Quando la malvagità esplose a Padova: un racconto ancora attuale

 

Manuela Dviri Norsa, padovana d’Israele, nel suo bel libro, Un mondo senza noi, ed. Piemme, 2015, parla della sua famiglia e anche di noi, della nostra città.
Racconta dei suoi lontani parenti venuti dall’antica Ragusa (ora Dubrovnik), di ciò che accadde nel 1938 con la promulgazione delle leggi razziali, fino al 1945, alla liberazione e infine alla sua partenza per Israele.
E’ un racconto che in qualche modo ci riguarda: attraverso le ricerche e le testimonianze dei suoi parenti, dalle finestre della casa di via Manin, Manuela ci fa riflettere sul nostro conformismo, sui silenzi del mondo della cultura e della borghesia padovana, su quel girarsi dall’altra parte per convenienza e quieto vivere che hanno caratterizzato quegli anni drammatici, culminati con le deportazioni e con la morte di milioni di ebrei, soldati, rom, omosessuali, handicappati.

“La storia della persecuzione razziale è prima di tutto una storia fatta di parole, di liste apparentemente innocue di dati anagrafici.
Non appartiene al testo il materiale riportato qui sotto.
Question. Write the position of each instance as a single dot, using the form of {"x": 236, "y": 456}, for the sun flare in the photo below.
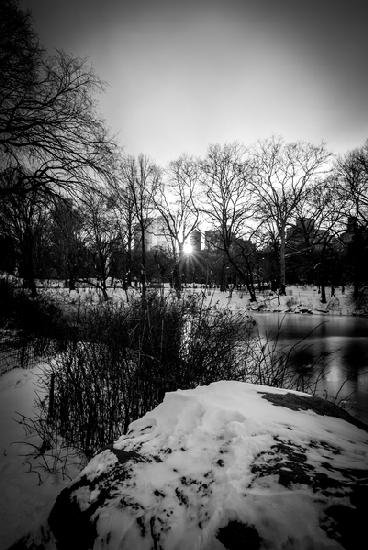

Ma quelle parole e quelle liste apparentemente innocue furono, sette anni dopo, la differenza tra il diritto alla vita e la condanna alla morte”, racconta la Dviri. Ed è questa la parte più sconvolgente e drammaticamente attuale: l’inizio di uno dei più brutti periodi della storia d’Italia si svolge con ‘normalità’, con semplici e apparentemente innocui elenchi, con una legge vergognosa che giorno per giorno viene applicata alle scuole, alle università, al mondo del lavoro, ai luoghi di soggiorno, ecc., per poi arrivare alla tragedia finale. Così, gli elenchi, da fogli di carta stilati con pedissequa obbedienza dalle istituzioni e perfezionati dai delatori, diventano infine il pass per entrare nei vagoni che porteranno alla morte nei lager nazisti, passando per i campi di concentramento italiani.